Economists’ warnings about global warming are nothing new; their voices join those of scientists, ecologists, and international organizations. There are many Nobel Prize winners among those raising the alarm.
While scientific studies have been assessing the impact of the climate emergency and international agencies like the International Monetary Fund have instituted specific tax measures, for years Nobel Prize winners have been raising concerns from their recognized domains of expertise about the consequences of climate change.
For example, for almost four decades William Nordhaus, 2018 Nobel Laureate in Economics and recipient of the 2017 BBVA Foundation Frontiers of Knowledge Award, has been warning about the present and future impacts of global warming. Nordhaus, for good reason known as the father of climate change economics, created a model that describes the direct relationship between the economy and the climate.

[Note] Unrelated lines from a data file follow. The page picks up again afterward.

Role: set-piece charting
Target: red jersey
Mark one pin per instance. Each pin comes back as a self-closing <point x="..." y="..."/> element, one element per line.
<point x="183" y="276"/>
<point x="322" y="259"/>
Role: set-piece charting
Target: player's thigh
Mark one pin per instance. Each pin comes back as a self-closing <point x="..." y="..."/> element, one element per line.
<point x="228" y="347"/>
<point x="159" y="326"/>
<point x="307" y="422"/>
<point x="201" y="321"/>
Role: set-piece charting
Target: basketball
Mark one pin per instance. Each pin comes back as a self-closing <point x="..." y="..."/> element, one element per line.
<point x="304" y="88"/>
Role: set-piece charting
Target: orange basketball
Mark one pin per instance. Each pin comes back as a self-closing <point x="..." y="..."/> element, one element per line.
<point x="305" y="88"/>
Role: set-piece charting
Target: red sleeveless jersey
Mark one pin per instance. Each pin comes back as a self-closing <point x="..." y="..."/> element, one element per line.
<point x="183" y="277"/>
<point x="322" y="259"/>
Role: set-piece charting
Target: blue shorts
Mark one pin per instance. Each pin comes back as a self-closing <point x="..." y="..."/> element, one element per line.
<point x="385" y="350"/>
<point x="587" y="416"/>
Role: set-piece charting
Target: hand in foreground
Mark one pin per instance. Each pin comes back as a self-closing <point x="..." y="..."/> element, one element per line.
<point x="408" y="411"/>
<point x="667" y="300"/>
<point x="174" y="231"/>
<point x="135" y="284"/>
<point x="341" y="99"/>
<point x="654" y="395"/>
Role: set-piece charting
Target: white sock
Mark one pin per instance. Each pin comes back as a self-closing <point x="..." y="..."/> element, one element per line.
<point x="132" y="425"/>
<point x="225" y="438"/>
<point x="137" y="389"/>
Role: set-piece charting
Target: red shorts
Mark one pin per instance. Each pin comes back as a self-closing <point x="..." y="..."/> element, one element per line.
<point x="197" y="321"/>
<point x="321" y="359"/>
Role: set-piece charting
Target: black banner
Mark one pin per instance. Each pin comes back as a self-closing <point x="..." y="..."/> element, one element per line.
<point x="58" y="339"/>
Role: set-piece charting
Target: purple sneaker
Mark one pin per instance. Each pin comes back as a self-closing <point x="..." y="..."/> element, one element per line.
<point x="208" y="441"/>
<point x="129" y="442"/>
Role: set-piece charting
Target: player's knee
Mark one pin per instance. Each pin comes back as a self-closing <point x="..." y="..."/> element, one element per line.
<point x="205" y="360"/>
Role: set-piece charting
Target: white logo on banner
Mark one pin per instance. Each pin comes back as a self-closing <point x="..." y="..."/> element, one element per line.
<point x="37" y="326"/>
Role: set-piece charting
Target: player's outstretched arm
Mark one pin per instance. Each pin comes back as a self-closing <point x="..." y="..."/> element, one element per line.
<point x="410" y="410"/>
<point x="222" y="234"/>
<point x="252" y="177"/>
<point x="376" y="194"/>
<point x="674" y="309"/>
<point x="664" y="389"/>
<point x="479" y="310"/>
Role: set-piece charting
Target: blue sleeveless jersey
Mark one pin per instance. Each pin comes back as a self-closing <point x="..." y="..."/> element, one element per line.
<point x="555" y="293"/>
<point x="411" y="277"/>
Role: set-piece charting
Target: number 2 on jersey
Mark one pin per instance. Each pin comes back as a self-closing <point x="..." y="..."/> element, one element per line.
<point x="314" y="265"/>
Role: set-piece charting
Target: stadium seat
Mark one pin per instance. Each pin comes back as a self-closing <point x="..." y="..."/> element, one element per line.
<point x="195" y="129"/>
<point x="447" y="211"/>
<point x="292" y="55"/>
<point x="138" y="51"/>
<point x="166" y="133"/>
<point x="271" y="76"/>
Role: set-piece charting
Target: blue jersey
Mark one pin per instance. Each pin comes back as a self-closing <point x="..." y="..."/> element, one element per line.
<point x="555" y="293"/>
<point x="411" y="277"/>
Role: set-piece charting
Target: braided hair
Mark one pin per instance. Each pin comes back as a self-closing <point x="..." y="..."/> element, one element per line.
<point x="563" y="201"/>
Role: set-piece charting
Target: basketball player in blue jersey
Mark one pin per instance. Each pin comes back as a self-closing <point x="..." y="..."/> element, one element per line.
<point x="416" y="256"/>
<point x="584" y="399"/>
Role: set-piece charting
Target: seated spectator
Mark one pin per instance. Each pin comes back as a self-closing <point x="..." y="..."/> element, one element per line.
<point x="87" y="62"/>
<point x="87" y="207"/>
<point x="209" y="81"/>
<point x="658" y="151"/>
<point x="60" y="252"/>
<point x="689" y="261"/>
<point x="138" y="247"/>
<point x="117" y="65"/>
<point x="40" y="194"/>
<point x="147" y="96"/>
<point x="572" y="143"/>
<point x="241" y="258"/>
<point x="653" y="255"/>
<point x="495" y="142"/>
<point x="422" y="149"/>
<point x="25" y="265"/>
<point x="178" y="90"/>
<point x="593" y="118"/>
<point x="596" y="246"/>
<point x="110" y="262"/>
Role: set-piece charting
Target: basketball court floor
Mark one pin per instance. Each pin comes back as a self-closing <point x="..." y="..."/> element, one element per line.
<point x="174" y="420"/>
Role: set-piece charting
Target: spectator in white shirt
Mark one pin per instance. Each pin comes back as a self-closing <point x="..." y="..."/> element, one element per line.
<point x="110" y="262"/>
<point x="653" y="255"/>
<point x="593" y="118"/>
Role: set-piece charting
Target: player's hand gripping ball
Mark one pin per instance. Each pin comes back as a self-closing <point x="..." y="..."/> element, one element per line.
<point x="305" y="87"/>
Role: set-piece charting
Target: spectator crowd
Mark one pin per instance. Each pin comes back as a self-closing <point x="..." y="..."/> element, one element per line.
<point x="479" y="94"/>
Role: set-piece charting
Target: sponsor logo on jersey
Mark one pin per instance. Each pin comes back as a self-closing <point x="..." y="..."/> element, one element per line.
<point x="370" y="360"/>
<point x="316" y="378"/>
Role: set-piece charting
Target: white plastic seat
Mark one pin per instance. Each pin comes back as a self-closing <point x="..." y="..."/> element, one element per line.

Said model — the Dynamic Integrated Climate-Economy (DICE) and its variant, the Regional Integrated Climate-Economy (RICE) — measures, among other aspects, the positive effects a carbon tax can have on reducing the global temperature. According to Nordhaus, a high price must be applied to carbon in order to incent countries to use alternative energy sources, thus keeping global warming from rising the two degrees from pre-industrial levels, which is the maximum level established in the Paris Agreement.
"The main recipe to alleviate climate change is to make sure governments, corporations and households pay a high price for their carbon emissions. Today they pay practically nothing. If the price of carbon were higher, they would resort to other options, such as renewables", Nordhaus explains in his work.
William Nordhaus is not the only Nobel laureate to espouse a more sustainable economy. During a recent event in Spain, Nobel Prize winners, Edmund Phelps (Economic Sciences, 2006), Barry Barish (Physics, 2017), and Michael Levitt (Chemistry, 2013) agreed on the need to curb climate change by lowering CO2 emissions.
Edmund Phelps stressed that there are economically viable, even profitable, approaches to tackling the elimination of greenhouse gases, although he reiterated that the process is slow because the reduction in gases will occur while gases are still being emitted.
Barry Barish was more pessimistic: he believes the environmental crisis requires the effective elimination of the CO2 that we emit into the atmosphere, but this is a decision controlled by the economy, not by the will of the people.
Another Nobel laureate (for Physics in 2012), Serge Haroche from France, adds his voice to the topic. In his opinion, the numerous repercussions of climate change could "in the most extreme case” even lead to the “danger of nuclear war”.
In addition, eleven Nobel Peace Prize winners recently met in Yucatan where they made an appeal against climate change: "The greatest threat to world peace and humankind's survival is climate change; this is a certainty," Juan Manuel Santos, former president of Colombia and Nobel Peace Prize laureate in 2016 claimed.
In the same vein, Rigoberta Menchú (winner of the 1992 Nobel Peace Prize) apologized to Earth three times in an event that coincided with the global climate strike. "Forgive us for polluting you, for not taking care of you, for destroying you."